The old cry against the oppression of the poor and honest by the
rich, and the general corruption of the age, is repeated in the
following piece. It probably describes the state of feeling amongst
many in the earlier years of Edward’s reign.


SONG ON THE TIMES.

[MS. Reg. 12, C. XII. fol. 7, r^o. of reign of Edw.

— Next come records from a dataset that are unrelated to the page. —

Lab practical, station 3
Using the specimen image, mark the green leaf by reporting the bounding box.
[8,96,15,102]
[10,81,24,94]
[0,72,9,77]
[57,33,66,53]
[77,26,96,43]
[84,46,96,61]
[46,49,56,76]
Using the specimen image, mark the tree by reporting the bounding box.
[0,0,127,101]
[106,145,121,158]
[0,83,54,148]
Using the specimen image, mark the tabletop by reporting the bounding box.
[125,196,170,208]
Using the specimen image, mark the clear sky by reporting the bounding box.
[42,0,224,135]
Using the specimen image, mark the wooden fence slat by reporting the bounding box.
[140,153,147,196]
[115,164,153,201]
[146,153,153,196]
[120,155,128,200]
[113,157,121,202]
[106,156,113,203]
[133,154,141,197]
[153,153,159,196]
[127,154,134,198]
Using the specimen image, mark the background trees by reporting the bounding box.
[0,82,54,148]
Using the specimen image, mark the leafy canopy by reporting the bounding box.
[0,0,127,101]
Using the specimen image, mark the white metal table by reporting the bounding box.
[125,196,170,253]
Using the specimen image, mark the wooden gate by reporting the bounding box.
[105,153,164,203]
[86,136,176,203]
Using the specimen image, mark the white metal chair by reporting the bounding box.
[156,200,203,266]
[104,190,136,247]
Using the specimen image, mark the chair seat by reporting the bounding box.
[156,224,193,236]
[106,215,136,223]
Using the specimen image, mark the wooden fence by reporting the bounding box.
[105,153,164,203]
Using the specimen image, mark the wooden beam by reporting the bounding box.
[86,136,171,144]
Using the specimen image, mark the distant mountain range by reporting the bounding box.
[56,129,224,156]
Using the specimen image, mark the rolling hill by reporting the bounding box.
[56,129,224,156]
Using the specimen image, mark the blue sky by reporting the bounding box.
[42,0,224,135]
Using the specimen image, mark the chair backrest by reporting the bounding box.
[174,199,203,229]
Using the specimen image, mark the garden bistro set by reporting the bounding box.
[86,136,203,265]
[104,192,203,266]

II.]

      Quant honme deit parleir, videat quæ verba loquatur;
      Sen covent aver, ne stultior inveniatur.
      Quando quis loquitur, bote resoun reste therynne,
      Derisum patitur, ant lutel so shal he wynne.
      En seynt eglise sunt multi sæpe priores;
      Summe beoth wyse, multi sunt inferiores.
      When mon may mest do, tunc velle suum manifestat,
      In donis also, si vult tibi præmia præstat.
      Ingrato benefac, post hæc à peyne te verra;
      Pur bon vin tibi lac non dat, nec rem tibi rendra.
      Sensum custodi, quasi mieu valt sen qe ta mesoun;
      Thah thou be mody, robur nichil est sine resoun.
      Lex lyth doun over al, fallax fraus fallit ubique;
      Ant love nys bote smal, quia gens se gestat inique.
      Wo walketh wyde, quoniam movet ira potentes:
      Ryht con nout ryde, quia vadit ad insipientes.
      Dummodo fraus superest, lex nul nout lonen y londe;
      Et quia sic res est, ryth may nout radlyche stonde.
      Fals mon freynt covenaunt, quamvis tibi dicat, “habebis.”
      Vix dabit un veu gaunt, lene les mon postea flebis.
      Myn ant thyn duo sunt, qui frangunt plebis amorem;
      Ce deus pur nus sunt facienda sæpe dolorem.
      Tresoun dampnificat, et paucis est data resoun;
      Resoun certificat, confundit et omnia tresoun.
      Pees may nout wel be, dum stat per nomina bina;
      Lord Crist, that thou se, per te sit in hiis medicina!
      Infirmus moritur, thah lechcraft ligge bysyde;
      Vivus decipitur, nis non that her shal abyde
      Tels plusours troverez, qui de te plurima prendrount;
      Au dreyn bien verrez, quod nullam rem tibi rendrount.
      Esto pacificus, so myh thou welde thy wylle;
      Also veridicus, ant stond pro tempore stille.
      Pees seit en tere, per te, Deus, alma potestas!
      Defendez guere, ne nos invadat egestas.
      God Lord Almyhty, da pacem, Christe benigne!
      Thou const al dyhty, fac ne pereamus in igne!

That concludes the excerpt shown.